A new IDC survey on the understanding of threat intelligence found that while most businesses intend to use some form of threat intelligence product and service – a service that understands the threats and tools and techniques an adversary may use - many are hampered by major challenges around performance and response times (75%), training and expertise (59%), and the costs of tools, maintenance and personnel (52%).
The SecureData sponsored survey, Towards Threat Wisdom, found analytics-based issues are also regarded as a significant hurdle. Correlating events (49%) and reducing false positives / negatives (36%) scored surprisingly high, while two thirds of organisations (66%) plan to invest in Big Data analytics engines, but only a quarter are ready to invest in third-party intelligence products or services.
“Threat intelligence is not simply information,” states Duncan Brown, Research Director, IDC. “It is a service delivering a collated and correlated range of data feeds and sources to provide actionable advice to security operations.
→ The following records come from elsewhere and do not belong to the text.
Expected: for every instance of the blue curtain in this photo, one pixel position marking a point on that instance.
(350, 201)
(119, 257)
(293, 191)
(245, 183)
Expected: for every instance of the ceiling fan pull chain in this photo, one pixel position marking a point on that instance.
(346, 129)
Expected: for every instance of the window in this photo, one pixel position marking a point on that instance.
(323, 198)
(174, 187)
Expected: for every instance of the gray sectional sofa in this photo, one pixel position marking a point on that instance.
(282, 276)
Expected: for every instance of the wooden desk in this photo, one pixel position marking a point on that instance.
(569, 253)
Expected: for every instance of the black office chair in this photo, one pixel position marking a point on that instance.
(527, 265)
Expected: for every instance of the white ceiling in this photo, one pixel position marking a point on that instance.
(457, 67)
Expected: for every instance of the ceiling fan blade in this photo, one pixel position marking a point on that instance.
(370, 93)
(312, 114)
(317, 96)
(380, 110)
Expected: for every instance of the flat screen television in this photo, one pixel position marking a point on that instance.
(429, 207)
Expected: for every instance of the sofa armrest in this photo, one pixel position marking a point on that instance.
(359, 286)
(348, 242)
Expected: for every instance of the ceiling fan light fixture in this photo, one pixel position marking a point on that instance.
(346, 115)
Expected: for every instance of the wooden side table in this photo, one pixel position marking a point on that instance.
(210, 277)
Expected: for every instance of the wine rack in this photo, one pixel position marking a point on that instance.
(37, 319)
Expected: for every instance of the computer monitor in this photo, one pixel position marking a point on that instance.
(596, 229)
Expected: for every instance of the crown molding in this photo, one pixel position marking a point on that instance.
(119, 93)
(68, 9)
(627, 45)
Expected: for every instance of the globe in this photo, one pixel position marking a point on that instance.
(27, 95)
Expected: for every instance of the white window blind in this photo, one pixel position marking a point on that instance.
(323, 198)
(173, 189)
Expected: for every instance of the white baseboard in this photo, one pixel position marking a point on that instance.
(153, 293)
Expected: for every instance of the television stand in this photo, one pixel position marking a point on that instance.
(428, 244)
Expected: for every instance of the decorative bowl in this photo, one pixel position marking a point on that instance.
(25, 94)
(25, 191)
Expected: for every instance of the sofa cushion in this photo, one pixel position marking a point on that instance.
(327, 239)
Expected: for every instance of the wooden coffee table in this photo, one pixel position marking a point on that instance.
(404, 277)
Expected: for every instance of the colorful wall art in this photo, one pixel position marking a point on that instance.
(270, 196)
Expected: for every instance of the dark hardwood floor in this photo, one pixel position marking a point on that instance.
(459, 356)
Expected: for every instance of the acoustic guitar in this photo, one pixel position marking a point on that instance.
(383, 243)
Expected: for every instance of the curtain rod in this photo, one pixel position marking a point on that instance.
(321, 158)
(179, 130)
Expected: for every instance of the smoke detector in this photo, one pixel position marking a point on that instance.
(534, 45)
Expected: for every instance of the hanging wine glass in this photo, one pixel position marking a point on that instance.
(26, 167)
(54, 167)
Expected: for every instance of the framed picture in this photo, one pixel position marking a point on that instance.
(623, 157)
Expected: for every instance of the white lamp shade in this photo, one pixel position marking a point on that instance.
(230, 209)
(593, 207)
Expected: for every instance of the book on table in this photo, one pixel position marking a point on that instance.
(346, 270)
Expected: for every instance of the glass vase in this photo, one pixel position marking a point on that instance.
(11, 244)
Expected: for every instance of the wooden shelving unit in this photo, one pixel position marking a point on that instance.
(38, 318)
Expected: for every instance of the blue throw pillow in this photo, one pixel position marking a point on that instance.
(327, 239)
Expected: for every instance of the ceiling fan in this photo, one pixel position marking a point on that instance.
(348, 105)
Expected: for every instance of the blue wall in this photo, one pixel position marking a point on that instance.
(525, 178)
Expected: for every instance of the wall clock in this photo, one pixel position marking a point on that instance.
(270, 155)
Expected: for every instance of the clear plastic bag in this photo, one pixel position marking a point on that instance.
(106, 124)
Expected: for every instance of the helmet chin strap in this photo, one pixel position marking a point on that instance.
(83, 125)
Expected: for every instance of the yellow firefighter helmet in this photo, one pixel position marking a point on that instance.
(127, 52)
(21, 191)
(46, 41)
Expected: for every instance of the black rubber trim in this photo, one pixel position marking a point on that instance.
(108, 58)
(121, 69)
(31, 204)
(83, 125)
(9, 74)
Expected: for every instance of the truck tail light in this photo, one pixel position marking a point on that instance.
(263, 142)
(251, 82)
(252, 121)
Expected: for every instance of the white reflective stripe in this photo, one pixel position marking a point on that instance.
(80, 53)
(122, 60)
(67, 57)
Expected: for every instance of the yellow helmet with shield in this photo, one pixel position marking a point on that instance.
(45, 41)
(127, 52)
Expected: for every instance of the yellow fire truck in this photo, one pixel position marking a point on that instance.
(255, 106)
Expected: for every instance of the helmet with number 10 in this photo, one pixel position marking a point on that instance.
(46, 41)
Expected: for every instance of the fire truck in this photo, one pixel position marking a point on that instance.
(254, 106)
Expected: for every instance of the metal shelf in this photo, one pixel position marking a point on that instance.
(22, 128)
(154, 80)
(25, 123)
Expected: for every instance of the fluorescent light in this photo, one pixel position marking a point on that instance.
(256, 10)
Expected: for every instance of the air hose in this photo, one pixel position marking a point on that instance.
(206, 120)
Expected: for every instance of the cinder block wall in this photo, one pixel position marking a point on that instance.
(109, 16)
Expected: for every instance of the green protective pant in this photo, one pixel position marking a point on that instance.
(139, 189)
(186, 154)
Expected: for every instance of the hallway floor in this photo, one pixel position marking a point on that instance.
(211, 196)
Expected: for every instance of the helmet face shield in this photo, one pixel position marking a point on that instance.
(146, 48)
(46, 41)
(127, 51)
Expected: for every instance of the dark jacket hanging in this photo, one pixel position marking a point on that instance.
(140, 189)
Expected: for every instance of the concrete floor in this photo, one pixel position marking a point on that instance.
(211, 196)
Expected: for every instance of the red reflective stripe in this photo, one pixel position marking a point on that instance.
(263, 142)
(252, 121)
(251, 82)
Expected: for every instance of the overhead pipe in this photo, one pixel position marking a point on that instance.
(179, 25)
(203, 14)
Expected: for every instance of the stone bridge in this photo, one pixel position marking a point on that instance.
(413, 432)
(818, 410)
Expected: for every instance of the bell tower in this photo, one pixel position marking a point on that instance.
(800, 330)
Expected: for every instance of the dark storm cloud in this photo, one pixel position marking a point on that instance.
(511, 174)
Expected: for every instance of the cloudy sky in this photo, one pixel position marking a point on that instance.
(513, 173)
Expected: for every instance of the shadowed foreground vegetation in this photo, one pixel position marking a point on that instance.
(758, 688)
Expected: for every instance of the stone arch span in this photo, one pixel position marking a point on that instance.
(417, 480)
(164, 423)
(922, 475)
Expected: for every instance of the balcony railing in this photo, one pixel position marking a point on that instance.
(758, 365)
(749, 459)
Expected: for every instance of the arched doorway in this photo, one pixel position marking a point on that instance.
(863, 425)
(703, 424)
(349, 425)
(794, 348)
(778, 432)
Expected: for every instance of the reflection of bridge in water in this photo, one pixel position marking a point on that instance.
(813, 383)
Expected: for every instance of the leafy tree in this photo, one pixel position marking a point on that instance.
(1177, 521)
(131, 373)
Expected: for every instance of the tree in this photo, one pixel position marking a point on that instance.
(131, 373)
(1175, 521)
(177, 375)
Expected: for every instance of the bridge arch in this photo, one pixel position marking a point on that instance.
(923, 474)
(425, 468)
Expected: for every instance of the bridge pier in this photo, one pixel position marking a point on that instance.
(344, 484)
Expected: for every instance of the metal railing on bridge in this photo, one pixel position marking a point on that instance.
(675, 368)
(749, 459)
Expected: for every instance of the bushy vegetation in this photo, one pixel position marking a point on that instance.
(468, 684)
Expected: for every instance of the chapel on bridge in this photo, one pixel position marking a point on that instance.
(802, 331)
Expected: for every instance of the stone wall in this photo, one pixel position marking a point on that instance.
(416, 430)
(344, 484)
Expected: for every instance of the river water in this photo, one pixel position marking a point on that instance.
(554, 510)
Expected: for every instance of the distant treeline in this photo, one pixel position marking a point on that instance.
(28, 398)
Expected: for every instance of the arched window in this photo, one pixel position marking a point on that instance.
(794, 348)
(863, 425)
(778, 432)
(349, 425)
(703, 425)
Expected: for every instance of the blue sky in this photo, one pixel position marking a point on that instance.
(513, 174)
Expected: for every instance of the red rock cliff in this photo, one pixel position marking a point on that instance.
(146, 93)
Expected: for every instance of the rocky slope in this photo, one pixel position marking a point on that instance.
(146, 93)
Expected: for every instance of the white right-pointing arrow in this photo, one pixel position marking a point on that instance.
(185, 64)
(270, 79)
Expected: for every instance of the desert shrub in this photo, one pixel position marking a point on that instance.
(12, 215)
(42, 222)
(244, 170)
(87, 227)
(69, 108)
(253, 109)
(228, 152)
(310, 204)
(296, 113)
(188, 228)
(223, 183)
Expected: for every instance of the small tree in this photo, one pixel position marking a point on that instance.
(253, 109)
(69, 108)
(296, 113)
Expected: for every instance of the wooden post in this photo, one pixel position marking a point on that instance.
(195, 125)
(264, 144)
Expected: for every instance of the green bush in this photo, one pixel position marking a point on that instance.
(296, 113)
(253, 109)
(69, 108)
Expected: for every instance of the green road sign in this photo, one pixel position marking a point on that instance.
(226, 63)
Getting this holistic view of security beyond IT is critical to understanding the full context of threat information, but our study suggests firms are taking a somewhat traditional view of intelligence that discounts more innovative developments.”
Crucially, although many organisations collect a substantial amount of information across their IT security infrastructure, they are failing to integrate this with their threat intelligence platform:
- Less than 60% of respondents integrate data from their firewall or UTM devices
- Just under half (47%) of the 86% of organisations using an MDM to manage mobile devices integrate the data with their threat intelligence platform
- Only 34% of firms correlate external data such as threats or attacks on peer companies with their Threat Intelligence platform
Etienne Greeff, CEO of survey sponsors SecureData said “IDC’s findings suggest Chief Information Security Officers are not considering the wider context in which their business operates, either from a physical security and application security perspective, or from a broader industry viewpoint.” Adding, “Nevertheless, the fact they recognise the importance of increased context and intend to invest in such insight as a priority is encouraging as it will enable them to adopt an offensive security posture one that mitigates the ever-expanding attack surface and better protects their infrastructure, applications and valuable information assets."